# Was ist das für eine Steuerung (gelb) ?



## element. (28 März 2011)

Siehe http://www.coastersandmore.de/rides/typhoon/control3g.jpg

Bildquelle ist der URL zu entnehmen. 

Ist das SPS und wer stellt das her? Was ist das flache Zeug links und was sind die Karten rechts ähnlich S7-400?

Danke&Grüße


----------



## Sven Rothenpieler (28 März 2011)

Bei mir kommt dann das:


> Die aufgerufene Website leitet die Anfrage so um, dass sie nie beendet werden kann.


----------



## element. (28 März 2011)

Bild stammt aus dieser Seite:
http://www.coastersandmore.de/rides/typhoon/typhoonger9.php

ganz unten, anklicken zum Vergrößern. Es geht um die ganzen gelben Module. Hab ich hier im Forum glaub ich auch schon mal gesehn.


----------



## Larry Laffer (28 März 2011)

... das könnte eine Safety-SPS von Pilz sein.
Wegen der anderen Module würde auch dort mal nachsehen ...

Gruß
Larry


----------



## Lipperlandstern (28 März 2011)

Das wird wohl Sicherheitstechnik sein.... Such dich mal durch die INternetseiten der Einschlägigen Anbieter durch


----------



## element. (28 März 2011)

An Pilz habe ich auch schon gedacht, die Farbe kommt auch hin.
Die langen Karten könnten tatsächlich die Pilz PSS3000 sein. Habe ich beim letzten Besuch der Webseite wohl übersehen.

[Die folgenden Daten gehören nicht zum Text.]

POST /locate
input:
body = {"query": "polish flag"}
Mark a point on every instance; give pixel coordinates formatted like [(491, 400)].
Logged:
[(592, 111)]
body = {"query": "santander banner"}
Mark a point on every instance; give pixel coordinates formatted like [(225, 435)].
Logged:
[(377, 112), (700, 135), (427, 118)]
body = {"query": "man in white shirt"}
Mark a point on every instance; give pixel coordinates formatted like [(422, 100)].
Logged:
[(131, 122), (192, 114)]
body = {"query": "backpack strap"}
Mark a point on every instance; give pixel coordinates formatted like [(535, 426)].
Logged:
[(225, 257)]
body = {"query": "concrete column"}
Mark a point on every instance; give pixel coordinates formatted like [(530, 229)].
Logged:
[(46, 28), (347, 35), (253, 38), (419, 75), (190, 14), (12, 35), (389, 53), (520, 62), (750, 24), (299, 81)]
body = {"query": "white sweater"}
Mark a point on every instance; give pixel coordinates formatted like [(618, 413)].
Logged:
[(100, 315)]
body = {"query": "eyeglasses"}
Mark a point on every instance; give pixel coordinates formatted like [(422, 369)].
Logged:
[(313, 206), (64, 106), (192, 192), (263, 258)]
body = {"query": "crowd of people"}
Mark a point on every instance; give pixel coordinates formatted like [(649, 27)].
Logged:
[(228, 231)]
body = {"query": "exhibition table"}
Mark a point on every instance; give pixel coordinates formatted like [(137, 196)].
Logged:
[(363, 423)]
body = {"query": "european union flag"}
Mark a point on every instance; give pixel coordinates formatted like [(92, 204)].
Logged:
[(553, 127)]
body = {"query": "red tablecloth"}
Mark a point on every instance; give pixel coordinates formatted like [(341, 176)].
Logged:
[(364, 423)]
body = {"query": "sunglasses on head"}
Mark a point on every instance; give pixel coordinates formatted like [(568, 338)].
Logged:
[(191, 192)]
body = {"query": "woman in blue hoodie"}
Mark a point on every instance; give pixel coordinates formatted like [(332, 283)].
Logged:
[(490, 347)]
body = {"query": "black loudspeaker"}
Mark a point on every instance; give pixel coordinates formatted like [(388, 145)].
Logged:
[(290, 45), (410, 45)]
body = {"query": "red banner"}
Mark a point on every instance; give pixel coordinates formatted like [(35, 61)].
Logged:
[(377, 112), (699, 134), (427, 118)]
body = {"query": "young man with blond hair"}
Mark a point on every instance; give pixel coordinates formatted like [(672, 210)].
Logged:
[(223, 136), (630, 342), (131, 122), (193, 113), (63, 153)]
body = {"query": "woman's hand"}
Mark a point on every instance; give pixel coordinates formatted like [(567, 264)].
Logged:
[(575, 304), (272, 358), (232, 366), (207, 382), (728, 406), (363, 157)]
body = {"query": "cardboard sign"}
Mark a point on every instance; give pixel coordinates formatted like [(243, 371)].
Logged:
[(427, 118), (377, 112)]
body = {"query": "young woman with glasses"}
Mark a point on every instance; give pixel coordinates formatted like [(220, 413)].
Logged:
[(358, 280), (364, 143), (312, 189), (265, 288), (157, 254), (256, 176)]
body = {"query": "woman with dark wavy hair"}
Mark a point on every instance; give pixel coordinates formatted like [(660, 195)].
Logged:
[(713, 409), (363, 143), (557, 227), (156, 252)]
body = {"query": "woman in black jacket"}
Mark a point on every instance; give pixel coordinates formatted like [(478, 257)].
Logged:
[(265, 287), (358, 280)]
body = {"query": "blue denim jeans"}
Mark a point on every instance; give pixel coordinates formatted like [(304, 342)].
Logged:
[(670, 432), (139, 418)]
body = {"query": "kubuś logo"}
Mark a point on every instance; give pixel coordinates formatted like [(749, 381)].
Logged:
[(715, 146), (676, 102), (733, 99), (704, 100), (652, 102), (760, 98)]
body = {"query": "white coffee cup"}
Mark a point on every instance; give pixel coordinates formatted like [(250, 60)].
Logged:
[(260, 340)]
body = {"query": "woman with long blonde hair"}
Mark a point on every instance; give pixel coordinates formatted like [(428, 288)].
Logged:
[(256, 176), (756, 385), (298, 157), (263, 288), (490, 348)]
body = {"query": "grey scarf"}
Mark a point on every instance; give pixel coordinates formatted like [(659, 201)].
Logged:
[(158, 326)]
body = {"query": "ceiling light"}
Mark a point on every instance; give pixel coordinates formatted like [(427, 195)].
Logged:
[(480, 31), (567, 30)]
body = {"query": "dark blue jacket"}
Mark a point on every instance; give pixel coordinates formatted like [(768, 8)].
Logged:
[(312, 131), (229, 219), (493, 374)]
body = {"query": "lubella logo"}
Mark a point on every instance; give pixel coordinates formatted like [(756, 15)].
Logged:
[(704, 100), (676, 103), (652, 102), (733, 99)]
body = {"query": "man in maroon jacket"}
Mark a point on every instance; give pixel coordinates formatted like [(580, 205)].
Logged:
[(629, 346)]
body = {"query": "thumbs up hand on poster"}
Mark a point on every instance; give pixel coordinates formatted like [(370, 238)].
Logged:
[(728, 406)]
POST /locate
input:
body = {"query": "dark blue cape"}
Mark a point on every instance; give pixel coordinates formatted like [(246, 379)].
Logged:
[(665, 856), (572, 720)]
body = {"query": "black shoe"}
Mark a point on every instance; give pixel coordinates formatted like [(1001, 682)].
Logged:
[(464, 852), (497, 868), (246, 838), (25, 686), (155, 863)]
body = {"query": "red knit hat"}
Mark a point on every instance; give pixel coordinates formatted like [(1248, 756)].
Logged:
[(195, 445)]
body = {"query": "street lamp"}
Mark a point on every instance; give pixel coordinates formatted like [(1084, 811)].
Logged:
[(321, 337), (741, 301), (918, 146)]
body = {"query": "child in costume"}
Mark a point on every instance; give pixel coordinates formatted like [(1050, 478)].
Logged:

Die flachen Module in dem linken Schrank finde ich dort aber nach wie vor nicht. Vielleicht ist es ein Vorgänger der PSSuniversal?


----------



## Praios (28 März 2011)

Hallo,
das ist alles Pilz.
Die kleinen flachen Bauteile sind Busteilnehmer von Pilz. Die heissen PSS SB DI16, PSS SB Di8DO8 oder es sind Repeater für den SafetyBus.
Das große ist PSS3000.

Hier ein Link zu einer Anleitung für ein PSS SB 16.
http://www.pilz.de/downloads/open/PSS_SB_DI16_Operating_Manual_20084-DE-07.pdf?redirected=true

Findest du übrigens oft bei Ebay, allerdings sind das meist Geräte einer fehlerhaften Serie. Die haben einen Anlauffehler des Buses haben.


----------



## Praios (28 März 2011)

Die Teile werden übrigens immer noch von Pilz vertrieben und werden wahrscheinlich wegen des relativ günstigen Preises nicht beworben 

16 Sichere Eingänge dezentral kosten um die 400€ Netto


----------



## element. (28 März 2011)

Danke für eure Antworten.
So viele I/O in dem Projekt, das kann doch nicht alles für Sicherheitsaufgaben sein?
Die SPS wird vermutlich hier auch zur allgemeinen Steuerung verwendet, oder?


----------



## Praios (28 März 2011)

Ja, denn direkt daneben siehst du die dunklen Standardkarten von Pilz.


----------



## MSB (28 März 2011)

Sagen wir mal so,
was an einer derartigen "Achterbahn" ist nicht sicherheitsrelevant?

Im Prinzip bleiben hier wohl dann nur die Kontrollampen übrig ... und einige sekundäre Antriebe, Ventilatore u.ä.


----------